When we interrupted the two curators who were working on the bird, they were involved in a deep discussion as to how to fix the skeleton they had received. Since it has been assembled back in the 1600’s the bird had gone through many hands, changing its shape to the point where it was, in the opinion of the museum, wrong, very wrong.
The wings had been placed in front of the rib cage instead of over the ribs, the sternum was too far back, pushed there by rips that someone thought to extend and make longer. There was a list of changes that its curators wanted to make, but sadly not enough time between now and its scheduled debut to achieve them all, although both men expressed their dedication to find a way somehow.
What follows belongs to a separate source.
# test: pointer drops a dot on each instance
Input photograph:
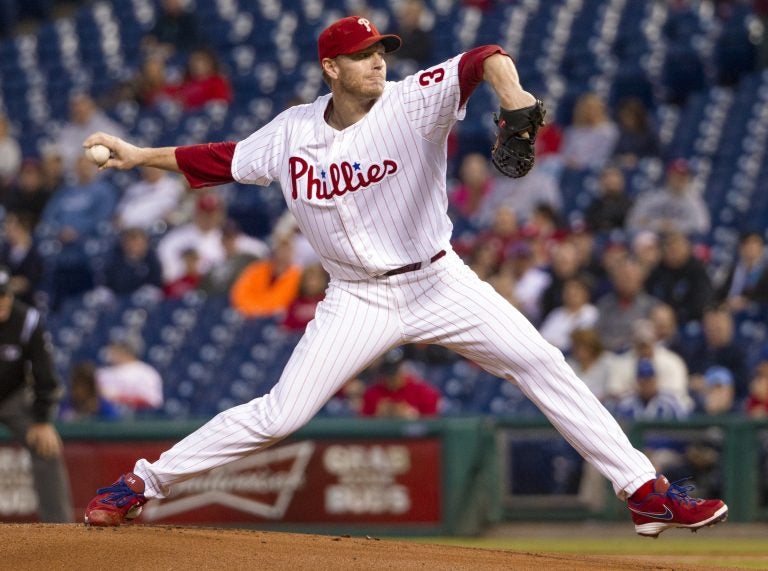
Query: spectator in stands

The wonderful thing about the Dodo is, that no matter how the birds are rearranged or tampered with, their distinct character and personality always shines through. There’s something about the creature that seems to effect all who encounter it, an obsession, a mania, to try to deliver it a kind of justice. Everyone seems motivated to try to present the bird true to how it really looked, true to its nature which was so quickly discarded and used by humanity. The DoDo inspires a drive in its admirers to try to restore the bird its dignity, which by the very virtue of its own nature, it can’t seem to have.
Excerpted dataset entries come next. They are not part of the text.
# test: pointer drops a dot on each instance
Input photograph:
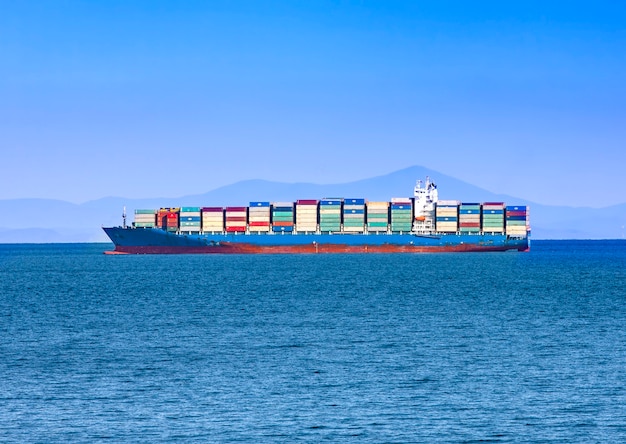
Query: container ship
(418, 224)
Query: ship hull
(157, 241)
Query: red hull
(241, 248)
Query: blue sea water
(473, 347)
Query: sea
(381, 348)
I don’t have photos of either the eggs or the Dodo to offer simply because it would not have been right to take any, both pieces were works-in-progress, and their reveal are moments that belong to the museum. We’ll get to see them in their glory soon enough.
I’m still reeling from the experience of my visit, from the impact of seeing such artifacts up close, but also the sheer luck of not only being given access to the collections area, but of also walking into the lab on the one day where both the oldest dinosaur eggs and one of the world’s few Dodo skeletons just happen to be on the work tables.
As I walked home, playing the experience over in my mind, I looked down and noticed that my backpack, the one I had set down a couple of times in that back area, was covered in dust, the dust of dinosaurs.